Stewart's chief rival is Cunningham, who worked the Pipeline lifeguard tower for nearly 20 years. Cunningham's riding style features none of the spins that other riders employ. He sails gracefully and powerfully across the wave, absorbing as much propulsion as the water can give. "Tricks are for kids," says Cunningham with a smile. He last won the Classic in 2000 but had finished second or third behind Stewart seven times coming into this year's competition.
This year Stewart and Cunningham started in opposite brackets in a field of 34 that included one pro surfer, Keith Malloy. Malloy stalled out in the semis, while Stewart and Cunningham made their inevitable march to the six-man final, which also included two of the field's younger competitors: 27-year-old Hawaii native James Duca and Rogerio Schefler, 30, a former member of Brazil's national water polo team. Schefler is the rare bodysurfer with a sponsor, albeit a frugal one; his backer, Brazilian surf gear maker South to South, purchased a discount plane ticket that took Schefler from São Paolo to Oahu by way of Toronto.
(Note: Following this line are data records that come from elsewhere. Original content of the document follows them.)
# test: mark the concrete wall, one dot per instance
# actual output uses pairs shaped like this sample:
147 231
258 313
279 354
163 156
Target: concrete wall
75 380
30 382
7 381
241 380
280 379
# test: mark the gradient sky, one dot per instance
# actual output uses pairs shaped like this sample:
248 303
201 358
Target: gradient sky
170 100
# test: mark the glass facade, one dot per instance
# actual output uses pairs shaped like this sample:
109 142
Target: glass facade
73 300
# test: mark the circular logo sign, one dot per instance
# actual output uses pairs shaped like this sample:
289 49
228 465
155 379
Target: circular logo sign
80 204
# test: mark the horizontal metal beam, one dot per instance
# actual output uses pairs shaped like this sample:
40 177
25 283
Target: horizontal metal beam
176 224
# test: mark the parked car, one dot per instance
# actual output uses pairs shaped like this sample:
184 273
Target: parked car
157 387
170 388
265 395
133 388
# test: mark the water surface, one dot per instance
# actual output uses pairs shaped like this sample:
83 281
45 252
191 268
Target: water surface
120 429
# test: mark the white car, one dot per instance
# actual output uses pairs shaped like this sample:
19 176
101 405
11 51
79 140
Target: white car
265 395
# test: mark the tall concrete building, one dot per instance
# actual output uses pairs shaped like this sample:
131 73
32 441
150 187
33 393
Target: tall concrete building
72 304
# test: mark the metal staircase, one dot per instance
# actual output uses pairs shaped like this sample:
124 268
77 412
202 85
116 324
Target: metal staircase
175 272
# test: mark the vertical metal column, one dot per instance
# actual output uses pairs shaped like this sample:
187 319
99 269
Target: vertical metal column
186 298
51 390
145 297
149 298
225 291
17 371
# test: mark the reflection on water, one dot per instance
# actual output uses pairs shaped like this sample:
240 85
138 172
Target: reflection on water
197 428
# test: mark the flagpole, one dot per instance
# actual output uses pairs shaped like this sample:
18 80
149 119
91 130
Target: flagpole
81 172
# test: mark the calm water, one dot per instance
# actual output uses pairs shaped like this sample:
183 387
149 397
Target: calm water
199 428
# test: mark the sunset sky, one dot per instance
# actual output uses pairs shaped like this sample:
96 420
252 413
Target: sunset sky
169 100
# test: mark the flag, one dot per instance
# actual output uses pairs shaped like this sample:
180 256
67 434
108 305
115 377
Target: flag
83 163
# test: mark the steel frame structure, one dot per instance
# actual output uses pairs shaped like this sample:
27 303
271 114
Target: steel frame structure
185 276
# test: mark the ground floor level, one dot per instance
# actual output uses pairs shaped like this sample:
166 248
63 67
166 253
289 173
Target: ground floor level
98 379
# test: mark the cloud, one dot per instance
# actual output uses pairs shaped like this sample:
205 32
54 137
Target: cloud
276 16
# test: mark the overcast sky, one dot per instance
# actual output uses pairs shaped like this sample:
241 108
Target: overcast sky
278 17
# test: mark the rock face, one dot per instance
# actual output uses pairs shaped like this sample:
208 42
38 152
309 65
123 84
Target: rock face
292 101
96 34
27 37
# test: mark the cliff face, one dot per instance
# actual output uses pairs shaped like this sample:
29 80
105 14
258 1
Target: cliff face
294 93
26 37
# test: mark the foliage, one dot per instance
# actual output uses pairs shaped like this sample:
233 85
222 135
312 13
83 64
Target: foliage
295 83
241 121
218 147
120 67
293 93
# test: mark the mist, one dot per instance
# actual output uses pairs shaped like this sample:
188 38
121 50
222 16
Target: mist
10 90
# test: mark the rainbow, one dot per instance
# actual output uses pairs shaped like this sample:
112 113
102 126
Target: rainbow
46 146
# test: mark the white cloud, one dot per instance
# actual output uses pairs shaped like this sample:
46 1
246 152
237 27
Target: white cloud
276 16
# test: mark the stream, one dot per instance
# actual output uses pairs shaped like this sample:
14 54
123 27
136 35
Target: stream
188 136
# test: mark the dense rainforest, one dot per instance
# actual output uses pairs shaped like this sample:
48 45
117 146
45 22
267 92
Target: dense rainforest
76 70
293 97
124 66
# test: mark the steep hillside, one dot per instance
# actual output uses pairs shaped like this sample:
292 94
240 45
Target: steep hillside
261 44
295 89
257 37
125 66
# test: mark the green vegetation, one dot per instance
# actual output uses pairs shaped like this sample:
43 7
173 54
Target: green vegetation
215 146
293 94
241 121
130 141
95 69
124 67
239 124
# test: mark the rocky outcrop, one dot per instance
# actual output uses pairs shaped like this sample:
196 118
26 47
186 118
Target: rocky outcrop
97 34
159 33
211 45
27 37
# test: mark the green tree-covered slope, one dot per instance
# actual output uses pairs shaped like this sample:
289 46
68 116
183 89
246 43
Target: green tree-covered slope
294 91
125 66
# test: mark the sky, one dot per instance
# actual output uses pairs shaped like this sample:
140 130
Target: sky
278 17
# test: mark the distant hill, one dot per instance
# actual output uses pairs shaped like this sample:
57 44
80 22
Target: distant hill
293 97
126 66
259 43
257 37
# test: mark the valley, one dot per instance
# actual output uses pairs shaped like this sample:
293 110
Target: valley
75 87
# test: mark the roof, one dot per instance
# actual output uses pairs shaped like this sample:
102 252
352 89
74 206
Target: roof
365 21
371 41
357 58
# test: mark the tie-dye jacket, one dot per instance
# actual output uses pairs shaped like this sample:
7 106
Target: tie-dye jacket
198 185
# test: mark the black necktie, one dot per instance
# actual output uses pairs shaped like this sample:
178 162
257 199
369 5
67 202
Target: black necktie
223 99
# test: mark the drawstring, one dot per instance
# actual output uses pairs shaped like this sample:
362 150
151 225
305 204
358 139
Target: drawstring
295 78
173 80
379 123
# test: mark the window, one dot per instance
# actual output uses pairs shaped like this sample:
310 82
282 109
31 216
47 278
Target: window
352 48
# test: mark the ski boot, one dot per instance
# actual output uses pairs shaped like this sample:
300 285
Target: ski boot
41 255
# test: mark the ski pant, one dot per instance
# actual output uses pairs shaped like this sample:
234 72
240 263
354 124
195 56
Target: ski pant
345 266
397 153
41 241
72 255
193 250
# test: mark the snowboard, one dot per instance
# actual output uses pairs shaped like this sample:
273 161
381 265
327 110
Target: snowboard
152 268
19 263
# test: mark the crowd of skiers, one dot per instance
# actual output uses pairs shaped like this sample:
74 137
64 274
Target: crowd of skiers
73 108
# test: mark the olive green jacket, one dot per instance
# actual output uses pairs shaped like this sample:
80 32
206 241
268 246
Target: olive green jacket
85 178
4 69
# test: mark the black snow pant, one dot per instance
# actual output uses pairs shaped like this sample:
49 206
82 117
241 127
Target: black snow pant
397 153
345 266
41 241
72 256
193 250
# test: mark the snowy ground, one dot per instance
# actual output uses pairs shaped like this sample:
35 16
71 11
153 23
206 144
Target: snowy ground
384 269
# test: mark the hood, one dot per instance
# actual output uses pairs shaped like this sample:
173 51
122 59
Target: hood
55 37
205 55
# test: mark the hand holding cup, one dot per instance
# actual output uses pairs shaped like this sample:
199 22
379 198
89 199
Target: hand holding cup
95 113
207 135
Stewart opened the final heat with an impressive El Rollo, and despite a soaring highlight-reel ride by Cunningham, the bodyboarder collected his 10th title. Cunningham, sitting on a table in the beach park where the results were announced, said of finishing second to Stewart yet again, "It's like that movie Groundhog Day." When informed that it was Groundhog Day -- the contest took place on Feb. 2 -- he let his head drop in his hands. This is not, however, a contest at which the runners-up mope. Later that night Cunningham and Stewart went with a large group of friends to North Shore haunt Haleiwa Joe's, where they dipped straws into an oversized rum cocktail called an Outside Double Up.
Even lower finishers enjoyed the day. Steve Kapela, a muscular 5'9", 247-pound Hawaiian known as Vanilla Gorilla, talked about how much fun it was for bodysurfers to have the Pipe to themselves for once. "The contest," he said, "is really just an excuse to get everybody else out of the water." For one day no surfboards or bodyboards clogged the Pipeline tube, and the wave became the exclusive province of a bunch of mammals splashing in the water. Just as it used to be.